Note: Docling (document conversion), Playwright (browser automation), and all LLM providers (Anthropic, OpenAI, AWS Bedrock, xAI) are core dependencies installed automatically with poetry install.

4. Set Up Environment Variables

Create a .env file or export variables:

# Required: Channel (at least one)
export TELEGRAM_BOT_TOKEN="your-telegram-bot-token"
export DISCORD_BOT_TOKEN="your-discord-bot-token"

# Required: Model provider (choose at least one)
export ANTHROPIC_API_KEY="your-anthropic-key"        # Anthropic Claude
export OPENAI_API_KEY="your-openai-key"              # OpenAI GPT (also used by Whisper)

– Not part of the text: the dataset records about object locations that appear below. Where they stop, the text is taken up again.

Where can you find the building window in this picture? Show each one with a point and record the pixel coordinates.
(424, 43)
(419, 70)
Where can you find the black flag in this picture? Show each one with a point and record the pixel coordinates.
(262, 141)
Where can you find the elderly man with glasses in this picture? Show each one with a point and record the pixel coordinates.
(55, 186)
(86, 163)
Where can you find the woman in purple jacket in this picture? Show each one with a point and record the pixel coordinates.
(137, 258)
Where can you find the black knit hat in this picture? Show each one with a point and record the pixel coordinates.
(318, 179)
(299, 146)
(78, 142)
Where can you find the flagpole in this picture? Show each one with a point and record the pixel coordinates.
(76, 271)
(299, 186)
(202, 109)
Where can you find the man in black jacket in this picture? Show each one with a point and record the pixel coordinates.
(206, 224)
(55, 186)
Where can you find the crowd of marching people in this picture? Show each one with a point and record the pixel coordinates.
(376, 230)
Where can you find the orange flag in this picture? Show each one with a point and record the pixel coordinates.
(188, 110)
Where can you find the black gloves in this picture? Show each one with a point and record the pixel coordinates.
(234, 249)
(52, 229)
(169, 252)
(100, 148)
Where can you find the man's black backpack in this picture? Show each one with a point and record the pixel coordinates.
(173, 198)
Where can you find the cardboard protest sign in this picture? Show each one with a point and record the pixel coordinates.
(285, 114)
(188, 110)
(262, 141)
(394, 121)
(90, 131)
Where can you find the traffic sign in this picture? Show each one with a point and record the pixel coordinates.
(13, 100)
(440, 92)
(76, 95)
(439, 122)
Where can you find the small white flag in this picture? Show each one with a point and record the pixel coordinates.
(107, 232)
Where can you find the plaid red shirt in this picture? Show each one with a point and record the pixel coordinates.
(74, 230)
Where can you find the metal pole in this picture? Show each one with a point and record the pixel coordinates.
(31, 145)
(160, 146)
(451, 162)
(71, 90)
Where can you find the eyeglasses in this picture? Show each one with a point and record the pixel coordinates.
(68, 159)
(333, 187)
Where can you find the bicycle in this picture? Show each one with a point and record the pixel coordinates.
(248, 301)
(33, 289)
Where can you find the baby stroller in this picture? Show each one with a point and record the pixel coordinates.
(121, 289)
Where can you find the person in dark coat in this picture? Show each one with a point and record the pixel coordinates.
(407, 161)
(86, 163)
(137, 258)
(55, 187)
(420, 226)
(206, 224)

# AWS Bedrock (Kimi K2, Claude, Mistral, Nova, etc.)
export AWS_ACCESS_KEY_ID="your-access-key"
export AWS_SECRET_ACCESS_KEY="your-secret-key"
export AWS_REGION="us-east-1"

# Optional: Builtin API keys
export BRAVE_API_KEY="your-brave-key"                # Web search
export ELEVENLABS_API_KEY="your-elevenlabs-key"      # Text-to-speech

Per-workspace secrets: You can also create a .env file in any workspace directory (agent_workspaces/<name>/config/.env) for workspace-specific environment variables. These are automatically loaded at workspace startup.

Initial Configuration

1. Copy the Example Configuration

cp config.example.yaml config.yaml

2. Edit config.yaml

The default configuration works for most use cases. Key sections:

# Path to agent workspaces
workspaces_path: agent_workspaces

# Queue behavior
queue:
  mode: collect       # collect, steer, followup, interrupt
  debounce_ms: 1000   # wait 1 second before processing collected messages

# Agent defaults
agent:
  model: anthropic:claude-sonnet-4-20250514  # or openai:gpt-4o, bedrock_converse:moonshot.kimi-k2-thinking
  max_turns: 50
  temperature: 0.7

Note: Channel configuration is no longer in global config. Each workspace configures its own channel in agent.yaml.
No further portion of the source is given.